Orr v. Hapeville Realty Co.

Annotate this Case

212 Ga. 649 (1956)

94 S.E.2d 682

ORR et al. v. HAPEVILLE REALTY CO., et al.

19426.

Supreme Court of Georgia.

Submitted July 9, 1956.

Decided September 7, 1956.

Rehearing Denied October 11, 1956.

*651 Merrell Collier, Henry L. de Give, for plaintiff in error.

Heyman, Abram & Young, Charles F. Whittenstein, J. C. Savage, J. M. B. Bloodworth, Henry L. Bowden, Newell Edenfield, Robert S. Wiggins, Ferrin Y. Matthews, Jos. J. Fine, D. W. Rolader, contra.

DUCKWORTH, Chief Justice.

1. In Orr v. Hapeville Realty Investments, 211 Ga. 235 (85 S. E. 2d 20), this court held the 1952 act (Ga. L. 1952, p. 2731) not subject to various constitutional attacks. The demurrers to a petition to dissolve injunctive orders make further constitutional attacks thereon. The provision changing the 1946 act, so as to provide that, in municipalities having more than 300,000 population, hearings may be held by a committee rather than the entire governing body of such city, is not discriminatory, and hence is not offensive to the equal-protection clause of the Constitution. Nor is due process as required by the Constitution denied by the terms of the act requiring that notice of hearings be published in the county where the land affected lies and in newspapers wherein sheriff's sales *652 are advertised instead of in the official organ of the municipality. Neither is the provision, requiring consent of the governing authority of a county in which the smallest portion of the city's population resides in any municipality that embraces parts of more than one county before property in such county can be zoned, discriminatory in violation of the Constitution. The act requires that two of the appointments to a joint planning board be made by the governing authority of that county from residents of the city and county wherein the larger portion of the population resides. This will give owners of property in that county a voice in adopting zoning ordinances. Properties in two or more counties are so different as relates to the zoning law that the classification and different means of affording a voice are justified.

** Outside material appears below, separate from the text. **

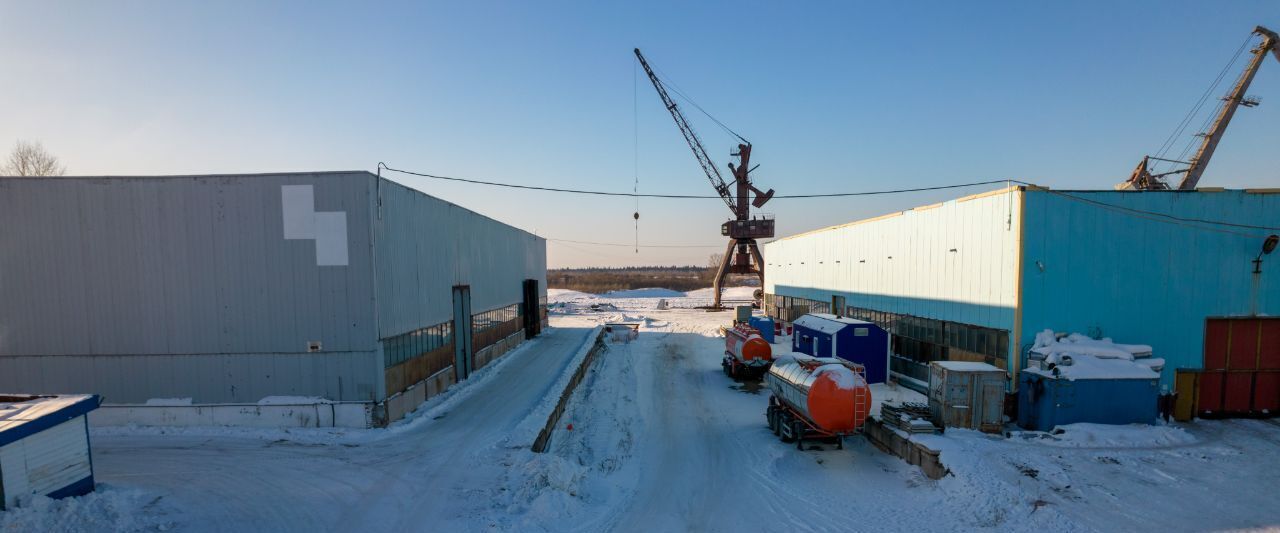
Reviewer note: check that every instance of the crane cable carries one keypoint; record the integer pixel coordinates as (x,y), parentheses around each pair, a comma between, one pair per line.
(667,82)
(635,145)
(1162,217)
(1200,104)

Other criticisms are too frivolous to merit discussion more than to rule that they are without merit. Therefore the constitutional grounds of the demurrers being without merit, it was not error to overrule these grounds. Since the order overruling the demurrers also dissolved the orders as prayed in the motion, and further provided that the defendants and their successors be enjoined from using the land involved for any purpose in violation of zoning ordinances, any possible error in overruling the demurrers to the petition to dissolve previous similar orders was rendered harmless.

2. 3. Headnotes 2 and 3 require no further elaboration.

Judgment affirmed. All the Justices concur.